The city of Fort Worth could welcome 76 new fire department staff — including 70 sworn firefighters — by the end of fiscal year 2024.
The fire ad-hoc committee presented staffing recommendations to city council members Aug. 1. The committee was assembled last September to help make sense of a Citygate Associates staffing study the city received. Its recommendations were initially scheduled for April, but the sheer amount of work required forced that timeline back.
In the presentation, committee members outlined a multi-step plan to increase the fire department’s current authorized staffing of 979. A particular focus was on reducing overtime costs, District 2 council member Carlos Flores, who chaired the committee, said.
“We have been on Chief (Jim) Davis and the fire department about overtime for the last couple of years,” assistant city manager Valerie Washington said. “They have seen an increase in the number of special events and just special programs that they cover that leads to overtime”
What will it cost?
- Training for the new positions will cost $4,323,194.
- Over three years, salaries for the new positions will cost $19,309,820.
Under the plan, the department would take on two 50-person recruitment classes — one in September and one in February. Accounting for recruit attrition, the committee expects that the fire department would have all of its 76 new positions filled by the end of fiscal year 2024. The department would then have an authorized strength of 1,049 positions.
The new position types would vary. Twenty would work in the fire department’s operations division, and another 50 would work in non-operations, which can include things like dispatch, training and prevention. Three new battalion chiefs would be among those hired.

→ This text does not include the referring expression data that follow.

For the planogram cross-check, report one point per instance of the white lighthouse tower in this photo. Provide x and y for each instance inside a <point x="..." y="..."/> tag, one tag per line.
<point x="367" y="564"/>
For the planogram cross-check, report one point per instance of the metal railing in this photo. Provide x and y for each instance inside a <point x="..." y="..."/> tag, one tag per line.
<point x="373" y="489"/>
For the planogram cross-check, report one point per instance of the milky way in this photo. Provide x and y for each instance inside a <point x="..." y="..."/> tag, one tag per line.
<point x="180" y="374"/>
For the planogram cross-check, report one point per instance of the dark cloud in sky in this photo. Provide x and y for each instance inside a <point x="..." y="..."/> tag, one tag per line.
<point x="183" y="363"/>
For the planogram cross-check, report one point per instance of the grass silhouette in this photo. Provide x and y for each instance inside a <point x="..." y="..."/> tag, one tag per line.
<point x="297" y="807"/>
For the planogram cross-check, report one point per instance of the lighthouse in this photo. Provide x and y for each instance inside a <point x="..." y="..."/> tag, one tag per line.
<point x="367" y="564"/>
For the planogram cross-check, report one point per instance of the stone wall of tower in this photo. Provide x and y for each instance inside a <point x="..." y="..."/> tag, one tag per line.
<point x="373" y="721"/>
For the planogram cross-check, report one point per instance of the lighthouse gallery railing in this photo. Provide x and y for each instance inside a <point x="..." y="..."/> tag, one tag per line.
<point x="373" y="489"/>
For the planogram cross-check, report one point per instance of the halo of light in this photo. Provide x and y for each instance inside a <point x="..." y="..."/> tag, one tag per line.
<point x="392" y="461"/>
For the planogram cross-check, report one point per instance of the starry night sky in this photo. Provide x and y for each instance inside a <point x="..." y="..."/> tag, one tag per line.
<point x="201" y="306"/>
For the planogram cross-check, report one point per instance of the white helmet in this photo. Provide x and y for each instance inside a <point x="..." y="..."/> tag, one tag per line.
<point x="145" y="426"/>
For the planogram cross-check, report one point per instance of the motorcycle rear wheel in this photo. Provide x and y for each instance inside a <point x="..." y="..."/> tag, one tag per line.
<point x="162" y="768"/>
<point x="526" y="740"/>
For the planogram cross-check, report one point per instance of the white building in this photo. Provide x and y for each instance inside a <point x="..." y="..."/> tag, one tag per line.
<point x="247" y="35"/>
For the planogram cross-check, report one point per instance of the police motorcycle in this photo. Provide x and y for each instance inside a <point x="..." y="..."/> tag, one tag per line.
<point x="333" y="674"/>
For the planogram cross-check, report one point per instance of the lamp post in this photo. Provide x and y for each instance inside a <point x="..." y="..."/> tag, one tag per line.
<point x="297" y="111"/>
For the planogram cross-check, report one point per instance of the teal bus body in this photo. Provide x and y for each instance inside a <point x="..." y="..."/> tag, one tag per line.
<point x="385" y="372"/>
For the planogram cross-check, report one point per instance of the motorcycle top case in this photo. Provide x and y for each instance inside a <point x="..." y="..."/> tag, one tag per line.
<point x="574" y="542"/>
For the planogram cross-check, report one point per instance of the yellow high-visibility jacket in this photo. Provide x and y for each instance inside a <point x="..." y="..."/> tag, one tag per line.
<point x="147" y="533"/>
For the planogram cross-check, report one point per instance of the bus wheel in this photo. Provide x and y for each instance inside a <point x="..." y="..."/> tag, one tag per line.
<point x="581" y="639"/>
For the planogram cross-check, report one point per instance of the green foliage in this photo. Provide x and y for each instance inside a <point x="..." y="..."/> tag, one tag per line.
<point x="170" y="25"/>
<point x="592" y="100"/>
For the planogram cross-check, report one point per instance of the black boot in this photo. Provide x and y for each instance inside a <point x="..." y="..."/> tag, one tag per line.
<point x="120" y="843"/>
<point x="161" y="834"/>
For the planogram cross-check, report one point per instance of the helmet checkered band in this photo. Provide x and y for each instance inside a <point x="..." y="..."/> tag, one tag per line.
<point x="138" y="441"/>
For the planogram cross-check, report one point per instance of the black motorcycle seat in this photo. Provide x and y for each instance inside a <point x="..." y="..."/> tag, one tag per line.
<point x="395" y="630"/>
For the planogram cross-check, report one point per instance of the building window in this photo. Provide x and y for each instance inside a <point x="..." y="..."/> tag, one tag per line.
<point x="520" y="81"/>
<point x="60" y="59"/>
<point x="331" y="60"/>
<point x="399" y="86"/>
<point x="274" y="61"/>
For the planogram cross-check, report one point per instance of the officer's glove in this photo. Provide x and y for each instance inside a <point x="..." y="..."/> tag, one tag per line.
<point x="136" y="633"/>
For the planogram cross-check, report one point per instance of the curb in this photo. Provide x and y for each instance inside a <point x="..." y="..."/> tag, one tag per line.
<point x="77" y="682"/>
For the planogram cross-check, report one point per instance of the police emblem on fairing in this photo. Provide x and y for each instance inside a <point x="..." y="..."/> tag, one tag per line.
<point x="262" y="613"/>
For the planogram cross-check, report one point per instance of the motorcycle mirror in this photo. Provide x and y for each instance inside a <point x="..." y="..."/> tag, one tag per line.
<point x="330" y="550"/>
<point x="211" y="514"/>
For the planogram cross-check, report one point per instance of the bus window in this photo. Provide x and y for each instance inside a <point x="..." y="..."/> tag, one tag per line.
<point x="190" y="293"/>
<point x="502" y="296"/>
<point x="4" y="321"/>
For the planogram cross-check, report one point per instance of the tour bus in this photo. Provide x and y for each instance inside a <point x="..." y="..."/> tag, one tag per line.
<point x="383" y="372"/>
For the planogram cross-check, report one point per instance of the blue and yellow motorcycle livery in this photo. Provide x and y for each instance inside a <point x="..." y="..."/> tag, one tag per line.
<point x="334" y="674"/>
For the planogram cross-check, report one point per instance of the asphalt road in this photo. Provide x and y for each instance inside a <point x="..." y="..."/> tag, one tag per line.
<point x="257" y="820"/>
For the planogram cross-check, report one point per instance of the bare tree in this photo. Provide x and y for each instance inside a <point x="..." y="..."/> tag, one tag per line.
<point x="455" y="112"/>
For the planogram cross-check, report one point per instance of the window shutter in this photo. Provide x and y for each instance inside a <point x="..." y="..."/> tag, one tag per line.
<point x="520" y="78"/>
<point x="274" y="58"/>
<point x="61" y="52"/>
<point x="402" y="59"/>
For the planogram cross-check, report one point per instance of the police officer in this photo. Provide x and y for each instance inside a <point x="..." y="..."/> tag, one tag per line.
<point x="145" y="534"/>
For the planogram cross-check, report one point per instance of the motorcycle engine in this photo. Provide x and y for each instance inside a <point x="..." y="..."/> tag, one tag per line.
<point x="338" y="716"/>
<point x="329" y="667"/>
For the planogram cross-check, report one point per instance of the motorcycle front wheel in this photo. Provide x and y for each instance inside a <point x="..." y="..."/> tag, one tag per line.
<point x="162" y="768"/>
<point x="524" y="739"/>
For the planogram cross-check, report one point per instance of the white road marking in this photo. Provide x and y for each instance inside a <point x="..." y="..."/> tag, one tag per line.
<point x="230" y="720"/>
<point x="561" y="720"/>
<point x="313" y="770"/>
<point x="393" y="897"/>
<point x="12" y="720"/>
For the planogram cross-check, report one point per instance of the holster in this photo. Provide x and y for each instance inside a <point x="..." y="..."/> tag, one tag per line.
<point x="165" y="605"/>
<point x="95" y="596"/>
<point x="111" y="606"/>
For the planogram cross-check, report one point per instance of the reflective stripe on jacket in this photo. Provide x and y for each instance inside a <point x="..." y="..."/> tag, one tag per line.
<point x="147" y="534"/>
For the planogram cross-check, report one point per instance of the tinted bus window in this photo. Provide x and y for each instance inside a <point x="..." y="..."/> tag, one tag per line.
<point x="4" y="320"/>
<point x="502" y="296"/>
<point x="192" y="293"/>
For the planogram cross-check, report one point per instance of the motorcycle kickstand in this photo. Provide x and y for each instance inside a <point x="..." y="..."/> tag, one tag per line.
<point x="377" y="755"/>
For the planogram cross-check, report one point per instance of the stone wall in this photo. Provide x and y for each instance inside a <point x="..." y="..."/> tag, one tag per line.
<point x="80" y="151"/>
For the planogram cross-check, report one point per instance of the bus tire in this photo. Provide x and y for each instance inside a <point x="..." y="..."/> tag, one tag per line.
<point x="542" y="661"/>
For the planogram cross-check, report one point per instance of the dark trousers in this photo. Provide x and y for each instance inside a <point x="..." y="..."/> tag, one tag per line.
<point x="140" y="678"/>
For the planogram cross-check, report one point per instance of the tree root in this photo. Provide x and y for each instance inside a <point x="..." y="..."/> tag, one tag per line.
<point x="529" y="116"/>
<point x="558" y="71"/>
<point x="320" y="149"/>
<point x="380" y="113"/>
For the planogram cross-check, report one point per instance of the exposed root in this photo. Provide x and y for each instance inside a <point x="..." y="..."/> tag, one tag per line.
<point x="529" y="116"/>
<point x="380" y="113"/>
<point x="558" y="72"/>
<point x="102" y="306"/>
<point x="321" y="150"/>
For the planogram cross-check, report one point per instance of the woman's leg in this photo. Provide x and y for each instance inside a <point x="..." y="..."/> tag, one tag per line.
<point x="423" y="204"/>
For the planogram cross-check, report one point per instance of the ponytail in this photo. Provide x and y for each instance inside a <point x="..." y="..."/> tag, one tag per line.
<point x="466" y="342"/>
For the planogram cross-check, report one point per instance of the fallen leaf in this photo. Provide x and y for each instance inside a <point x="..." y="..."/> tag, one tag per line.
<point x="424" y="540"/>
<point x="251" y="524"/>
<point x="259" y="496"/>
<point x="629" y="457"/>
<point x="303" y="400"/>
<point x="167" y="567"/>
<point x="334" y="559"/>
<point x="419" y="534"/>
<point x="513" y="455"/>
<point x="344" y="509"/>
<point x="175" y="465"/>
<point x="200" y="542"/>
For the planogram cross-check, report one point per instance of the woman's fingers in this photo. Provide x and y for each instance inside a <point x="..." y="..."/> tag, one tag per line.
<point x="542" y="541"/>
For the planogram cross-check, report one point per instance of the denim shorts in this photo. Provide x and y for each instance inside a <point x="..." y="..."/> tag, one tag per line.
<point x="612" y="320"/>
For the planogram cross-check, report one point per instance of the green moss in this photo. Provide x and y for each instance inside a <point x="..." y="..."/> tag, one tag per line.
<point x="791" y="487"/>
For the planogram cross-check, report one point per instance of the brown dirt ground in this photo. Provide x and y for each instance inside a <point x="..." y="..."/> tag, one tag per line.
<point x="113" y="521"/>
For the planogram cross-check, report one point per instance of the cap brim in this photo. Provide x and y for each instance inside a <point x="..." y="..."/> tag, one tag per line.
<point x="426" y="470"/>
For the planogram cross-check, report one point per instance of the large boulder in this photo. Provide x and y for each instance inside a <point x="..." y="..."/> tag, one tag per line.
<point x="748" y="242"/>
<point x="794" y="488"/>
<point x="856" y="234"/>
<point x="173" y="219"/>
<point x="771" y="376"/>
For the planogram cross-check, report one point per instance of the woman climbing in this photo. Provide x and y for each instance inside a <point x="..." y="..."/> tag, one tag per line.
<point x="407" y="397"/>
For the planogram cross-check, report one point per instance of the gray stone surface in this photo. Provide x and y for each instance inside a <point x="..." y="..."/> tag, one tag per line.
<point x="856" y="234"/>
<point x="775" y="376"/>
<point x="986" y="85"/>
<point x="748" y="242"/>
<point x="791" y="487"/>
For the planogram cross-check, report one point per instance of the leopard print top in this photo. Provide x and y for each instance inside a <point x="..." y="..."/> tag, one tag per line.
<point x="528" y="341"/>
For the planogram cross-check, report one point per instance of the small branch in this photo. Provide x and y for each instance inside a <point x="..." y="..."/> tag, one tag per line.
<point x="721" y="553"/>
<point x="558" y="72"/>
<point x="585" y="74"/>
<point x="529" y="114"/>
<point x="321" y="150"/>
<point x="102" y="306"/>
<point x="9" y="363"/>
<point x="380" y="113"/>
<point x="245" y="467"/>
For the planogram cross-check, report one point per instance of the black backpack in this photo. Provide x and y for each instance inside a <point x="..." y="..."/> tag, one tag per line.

Under the staffing plan, Washington said, 53 positions currently loaned to non-operations divisions will go back to operations.
Loaning, or moving a firefighter off their engine and into a headquarters position temporarily, requires that their fire engine position be filled by another firefighter using overtime. In addition to the proposed staffing increases, the committee also formulated policies to restrict firefighters moving across positions.
In fiscal year 2022, the fire department spent $31 million on overtime, and this fiscal year another estimated $33 million. The staffing plan would eliminate a net $5 million in overtime costs after accounting for necessary training, Mark McDaniel, chief transformation officer with the city, said.
Fire union officials have pushed for increased staffing numbers over the past several years, but the CityGate staffing study came too late in last year’s budget cycle to make a significant difference. At the time, council members expressed frustration that they didn’t hear about the study’s recommendations until late August.
Michael Glynn, president of the fire department’s union, told council members that he’s supportive of the increased staffing. He hopes it will help reduce the necessity of making firefighters stay on fire trucks for multiple days past their shifts.
“It’s now to the point where, beyond people volunteering to work, they are having to get force-hired,” he said. “So yesterday morning and this morning, late in the summer, we had to tell roughly seven to 10 firefighters, I believe each day, that ‘You’re not going home. You thought you were going home, but you’re going to be here working on a Fort Worth fire truck serving the citizens.’”
City staff will include the staffing plan in the proposed fiscal year 2024 recommended budget. From there, city council members will vote on final approval of the plan in September.
“This isn’t a fix forever,” District 3 council member Michael Crain said at the end of the presentation. “This is the starting point and we’ll continue to have to have these conversations as our city continues to grow out and across.”